Monitoring household power with a Clipsal Cent-a-meter

A conversation at the recent Pycon in Sydney got me thinking about reducing the base load power use at our house.

Today I purchased and installed a Clipsal "Cent-a-meter", $148 from AGL.

You install a sensor that clips around the active line to the house in the fuse box, wired to a transmitter. Indoors a receiver displays the Kilowatt reading. It can also calculate what you're paying in cents (hence the terrible pun in the name), but I haven't set that up yet.

We had an electrician here for something else so I got him to help put the sensor in but it's a simple job with no electrical connection required.

Without any changes to the number of computers, plugpacks, set top boxes and other devices, we are running at about 0.74KW.

low reading.jpg

Turning on the stove, oven and kettle quickly spikes us up 6.7KW:

high reading.jpg

The plan is to watch this thing for a few days to get the hang of what's normal and then try to unplug all those un-used things around the house to see how much it can be reduced. I'll update this post to report how we go.

Update

We've un-plugged a few devices and encouraged computers to sleep and this morning base consumption was 340W.

There's still a long way to go.

Off-peak usage

Up early this morning, 6:30, and I see we're running at 5.7KW. This will be the electric hot water system which is connected to the off-peak meter and remote controlled. When I put the kettle on we went over 8KW which is the highest I've seen so far. I wish this thing had a data logger...

7 comments:

  1. Anonymous7:50 PM

    Hi Peter,
    Sounds like a great idea.
    Had a look at the link, but we have two phase AC supplied to distribute the load, so does that mean we need to buy two sensors to integrate the currents to get a power total?
    Would appreciate your feedback.

    ReplyDelete
  2. The Clipsal transmitter has three inputs and I understand there is a three phase version with extra current sensors.
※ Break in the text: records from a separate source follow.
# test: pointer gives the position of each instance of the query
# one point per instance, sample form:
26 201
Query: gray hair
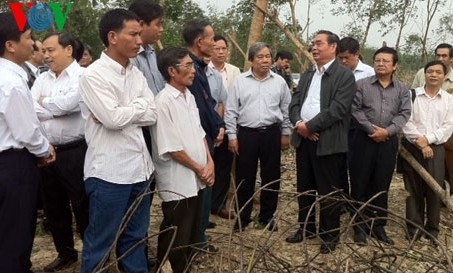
255 48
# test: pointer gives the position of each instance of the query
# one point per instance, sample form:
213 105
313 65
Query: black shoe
382 236
360 238
60 263
211 225
326 248
271 226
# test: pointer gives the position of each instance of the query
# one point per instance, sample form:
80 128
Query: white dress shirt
363 71
312 104
431 117
117 102
19 126
178 128
59 111
255 103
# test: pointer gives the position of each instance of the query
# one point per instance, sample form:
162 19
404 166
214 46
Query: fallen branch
444 195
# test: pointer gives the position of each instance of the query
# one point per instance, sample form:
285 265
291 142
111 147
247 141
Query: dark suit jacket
338 88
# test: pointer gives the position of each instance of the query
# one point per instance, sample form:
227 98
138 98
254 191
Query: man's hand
207 174
421 142
219 139
44 161
380 134
301 129
41 98
285 142
233 146
427 152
    Not sure what happens if you use two phase.

    So far I'm impressed with the read out, it updates every few seconds and easily shows the impact of even a single light being turned on.

    ReplyDelete
  3. Gavin Maxwell2:17 PM

    I bet you could hack it, and with an Arduino do some data-logging Peter!

    ReplyDelete
  4. Hi Gavin,

    actually what occurred to me was trying to receive the 2GHz signal, it's probably quite a simple serial protocol.

    ReplyDelete
  5. I've been using the Fluksometer. It's web and Wifi based, and is an open hardware/open software project. Disclaimer - I also sell the Fluksometer in AU, however more to promote energy conservation than profit. Also on that post some links to reducing my household energy consumption.

    Cheers,

    David, VK5DGR

    ReplyDelete
  6. Gavin Maxwell9:33 AM

    Hi Peter,

    I picked up a Green Planet monitor the other day - works pretty well. You must have a lot of stuff turned on. Our base is around 2-300W - that's a few lights plus the Mac, AppleTV, routers etc. It was below 200 when I crawled into bed last night.

    This unit uses a 433MHz signal, so I have a little receiver that plugs nicely into my Arduino gear. Need to figure out the baud-rate that's being used then punch the data out to Pachube.

    Cheers,

    ReplyDelete
  7. Gavin,

    That's something to shoot for. I've been getting technical support requests such as "the dvd player's stopped working" which are a result of me running around unplugging things.

    What's needed is some sort of in-line mains gadget that completely disconnects if power drops below, say 10W.

    Let me know how you go decoding the RF, I'd love to put a logger on mine, one idea is to rig an arduino data logger direct to the current sensor that seems pretty simple.